Proposals Surface to Keep 50 State Parks Open

Byline: Associated Press/Tracie Cone & Jason Dearen

FRESNO (AP) — With a July 1 deadline approaching for dozens of California state parks on a budget closure list, legislators are scrambling to keep them open, with bills meant to raise money through specialty license tags and improved entrance fee collections.

However, state Sen. Joe Simitian, D-Palo Alto, said he has found existing revenue sources that could help defray the $22 million shortfall in operating costs. He hopes his California Senate bill will help keep at least 50 of the 70 parks on the list from closing.

“The notion of closing 70 state parks is penny-wise and pound-foolish,” said Simitian, chairman of the Senate Budget Subcommittee on Resources, Environmental Protection, Energy and Transportation. “It doesn’t make sense to take what may prove to be irreversible actions if we go down this path.”

The state has a total of 280 parks.

The California Department of Parks and Recreation says 35 of the 70 parks on the closure list either have deals in place or in the works to stay open.

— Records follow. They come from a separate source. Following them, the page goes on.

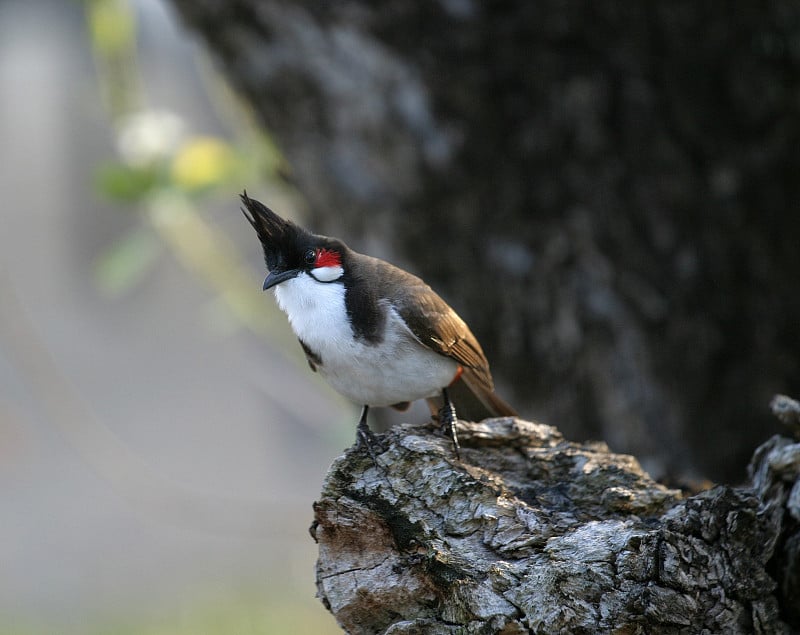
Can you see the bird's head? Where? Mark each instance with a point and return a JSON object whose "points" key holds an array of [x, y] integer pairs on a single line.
{"points": [[290, 250]]}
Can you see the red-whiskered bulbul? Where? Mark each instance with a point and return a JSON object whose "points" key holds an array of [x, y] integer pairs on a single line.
{"points": [[379, 335]]}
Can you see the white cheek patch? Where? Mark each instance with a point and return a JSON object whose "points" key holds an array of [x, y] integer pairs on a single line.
{"points": [[327, 274]]}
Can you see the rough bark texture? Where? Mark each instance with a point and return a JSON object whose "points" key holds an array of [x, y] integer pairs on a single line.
{"points": [[530, 533], [606, 192]]}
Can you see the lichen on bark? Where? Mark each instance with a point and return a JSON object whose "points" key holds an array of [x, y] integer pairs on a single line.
{"points": [[530, 533]]}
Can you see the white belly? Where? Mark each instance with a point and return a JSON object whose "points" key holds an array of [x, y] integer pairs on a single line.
{"points": [[397, 369]]}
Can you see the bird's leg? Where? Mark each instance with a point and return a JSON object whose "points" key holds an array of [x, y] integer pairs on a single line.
{"points": [[447, 420], [364, 436]]}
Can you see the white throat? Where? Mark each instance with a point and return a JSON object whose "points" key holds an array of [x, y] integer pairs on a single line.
{"points": [[399, 368]]}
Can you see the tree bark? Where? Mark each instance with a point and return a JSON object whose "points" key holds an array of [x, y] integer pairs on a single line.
{"points": [[530, 533], [608, 196]]}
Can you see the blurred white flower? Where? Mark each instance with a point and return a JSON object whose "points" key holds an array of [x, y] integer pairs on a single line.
{"points": [[149, 135]]}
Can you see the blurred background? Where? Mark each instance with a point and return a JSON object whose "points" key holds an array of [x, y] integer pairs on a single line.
{"points": [[608, 196], [161, 438]]}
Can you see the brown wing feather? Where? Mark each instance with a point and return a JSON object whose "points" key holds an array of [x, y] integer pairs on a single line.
{"points": [[431, 320]]}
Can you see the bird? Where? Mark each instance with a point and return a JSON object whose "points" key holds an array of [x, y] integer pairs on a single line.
{"points": [[379, 335]]}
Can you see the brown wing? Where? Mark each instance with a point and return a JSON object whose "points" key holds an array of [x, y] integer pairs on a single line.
{"points": [[432, 321]]}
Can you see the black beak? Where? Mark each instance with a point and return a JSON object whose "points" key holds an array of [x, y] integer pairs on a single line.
{"points": [[276, 277]]}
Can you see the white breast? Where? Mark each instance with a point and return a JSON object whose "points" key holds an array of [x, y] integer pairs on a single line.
{"points": [[397, 369]]}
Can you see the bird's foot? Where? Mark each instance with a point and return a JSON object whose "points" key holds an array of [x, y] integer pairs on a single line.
{"points": [[447, 424], [366, 440]]}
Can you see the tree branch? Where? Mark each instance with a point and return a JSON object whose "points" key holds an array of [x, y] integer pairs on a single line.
{"points": [[532, 533]]}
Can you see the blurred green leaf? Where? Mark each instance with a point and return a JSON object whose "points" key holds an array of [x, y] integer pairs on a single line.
{"points": [[111, 25], [124, 265], [126, 182]]}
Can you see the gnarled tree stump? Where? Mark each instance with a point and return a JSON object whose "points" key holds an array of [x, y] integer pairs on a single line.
{"points": [[530, 533]]}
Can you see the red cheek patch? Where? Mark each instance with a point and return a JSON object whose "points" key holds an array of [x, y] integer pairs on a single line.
{"points": [[328, 258]]}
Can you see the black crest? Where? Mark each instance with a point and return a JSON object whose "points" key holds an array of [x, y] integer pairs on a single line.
{"points": [[279, 237]]}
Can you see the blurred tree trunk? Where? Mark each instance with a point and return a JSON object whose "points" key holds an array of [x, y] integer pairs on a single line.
{"points": [[529, 533], [607, 193]]}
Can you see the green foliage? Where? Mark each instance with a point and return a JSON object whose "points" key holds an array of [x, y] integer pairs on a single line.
{"points": [[126, 183]]}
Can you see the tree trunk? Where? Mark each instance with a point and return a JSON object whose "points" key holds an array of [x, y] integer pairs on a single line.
{"points": [[530, 533], [608, 195]]}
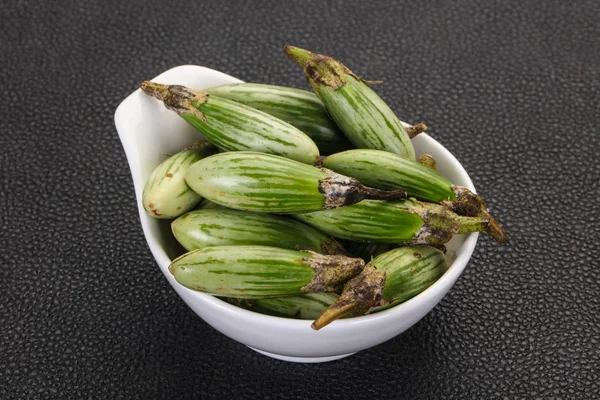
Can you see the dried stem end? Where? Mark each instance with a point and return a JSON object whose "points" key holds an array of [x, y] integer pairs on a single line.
{"points": [[440, 224], [176, 98], [360, 294], [331, 271], [321, 70], [470, 204], [340, 190]]}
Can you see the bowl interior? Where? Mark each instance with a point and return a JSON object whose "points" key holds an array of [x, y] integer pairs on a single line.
{"points": [[150, 133]]}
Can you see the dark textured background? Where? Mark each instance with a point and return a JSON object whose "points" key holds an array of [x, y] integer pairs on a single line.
{"points": [[512, 88]]}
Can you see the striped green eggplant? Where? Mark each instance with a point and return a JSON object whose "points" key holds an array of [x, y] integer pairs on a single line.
{"points": [[232, 126], [388, 171], [221, 227], [385, 170], [304, 306], [366, 250], [428, 161], [300, 108], [206, 204], [356, 109], [391, 278], [404, 221], [166, 194], [262, 271], [267, 183]]}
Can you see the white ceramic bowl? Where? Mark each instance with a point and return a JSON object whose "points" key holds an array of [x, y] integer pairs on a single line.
{"points": [[148, 132]]}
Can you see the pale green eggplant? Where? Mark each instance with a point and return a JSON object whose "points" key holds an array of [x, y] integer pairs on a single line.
{"points": [[404, 221], [262, 182], [304, 306], [166, 194], [366, 120], [366, 250], [262, 271], [300, 108], [388, 171], [221, 226], [391, 278], [232, 126]]}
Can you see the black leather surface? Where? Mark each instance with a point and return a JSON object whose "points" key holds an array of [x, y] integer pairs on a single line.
{"points": [[511, 88]]}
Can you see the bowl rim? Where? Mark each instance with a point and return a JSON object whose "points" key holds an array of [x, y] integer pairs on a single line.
{"points": [[444, 283]]}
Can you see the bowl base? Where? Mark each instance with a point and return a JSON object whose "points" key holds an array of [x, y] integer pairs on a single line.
{"points": [[300, 359]]}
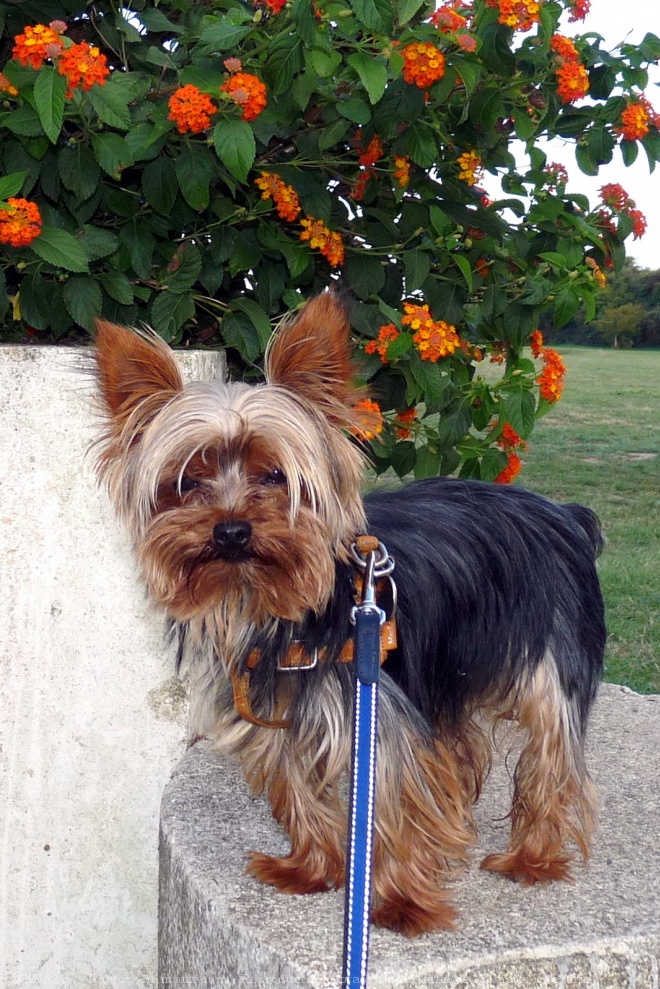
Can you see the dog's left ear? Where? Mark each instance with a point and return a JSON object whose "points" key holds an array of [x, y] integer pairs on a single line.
{"points": [[311, 356]]}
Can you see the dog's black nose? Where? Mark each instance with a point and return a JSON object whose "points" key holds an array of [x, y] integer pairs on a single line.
{"points": [[232, 537]]}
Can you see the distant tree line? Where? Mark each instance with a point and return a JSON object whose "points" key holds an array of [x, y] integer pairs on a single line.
{"points": [[628, 313]]}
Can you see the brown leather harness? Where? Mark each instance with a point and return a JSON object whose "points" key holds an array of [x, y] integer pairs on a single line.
{"points": [[298, 657]]}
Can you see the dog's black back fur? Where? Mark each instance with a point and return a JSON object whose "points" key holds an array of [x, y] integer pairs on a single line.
{"points": [[489, 579]]}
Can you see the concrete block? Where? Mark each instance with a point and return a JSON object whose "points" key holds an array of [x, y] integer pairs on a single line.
{"points": [[92, 720], [220, 929]]}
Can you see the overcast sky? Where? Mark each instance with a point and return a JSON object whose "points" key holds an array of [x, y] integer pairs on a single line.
{"points": [[618, 21]]}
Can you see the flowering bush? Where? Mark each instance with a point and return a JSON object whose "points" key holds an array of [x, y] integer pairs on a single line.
{"points": [[205, 167]]}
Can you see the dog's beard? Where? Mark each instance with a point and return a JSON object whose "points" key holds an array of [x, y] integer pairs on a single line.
{"points": [[285, 571]]}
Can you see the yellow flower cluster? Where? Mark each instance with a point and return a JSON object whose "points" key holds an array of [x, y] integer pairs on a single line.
{"points": [[433, 338], [320, 238], [470, 170]]}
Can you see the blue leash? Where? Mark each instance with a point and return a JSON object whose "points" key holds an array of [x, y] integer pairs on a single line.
{"points": [[367, 618]]}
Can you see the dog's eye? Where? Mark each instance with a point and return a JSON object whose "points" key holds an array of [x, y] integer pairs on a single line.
{"points": [[187, 483], [274, 476]]}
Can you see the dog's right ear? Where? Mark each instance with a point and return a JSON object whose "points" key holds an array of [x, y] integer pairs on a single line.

The department has been working for months to find nonprofit groups, municipalities and other entities to take over maintenance, concessions and the other duties needed to keep the parks open.

Simitian’s bill proposes using existing state fees and funding sources to cover some park operating costs and improvements. For years, the parks department has used its own budget dollars to pay for road improvements, maintenance and traffic enforcement inside parks, when instead it could have used money from the $500 million motor vehicle license fee account to bridge a $15 million gap, he said.

At least 20 of the parks are on the closure list because of $1.3 billion in needed repairs to water and septic systems, according to department estimates. Simitian’s bill proposes appropriating $10 million annually as long-term loans from the federal Clean Water Revolving Loan Fund to repair the facilities. He said $21 million of it could come from local assistance program funding, which is a pool of state vehicle registration fee money earmarked for construction of off-road vehicle parks on federal land that can be redirected to state parks.

“Our goal is to get past the year-to-year crisis management of state parks and get together the beginning of a plan that will help us rebuild state parks,” Simitian said.

The bill, announced May 8 with Sen. Noreen Evans, incorporates a suggestion made by the Legislative Analyst’s Office to hire non-sworn officers to perform duties such as guiding school tours and collecting entrance fees now handled by higher-paid rangers. It also seeks to create a group insurance pool to reduce liability for the nonprofit agencies that have stepped up to run some parks.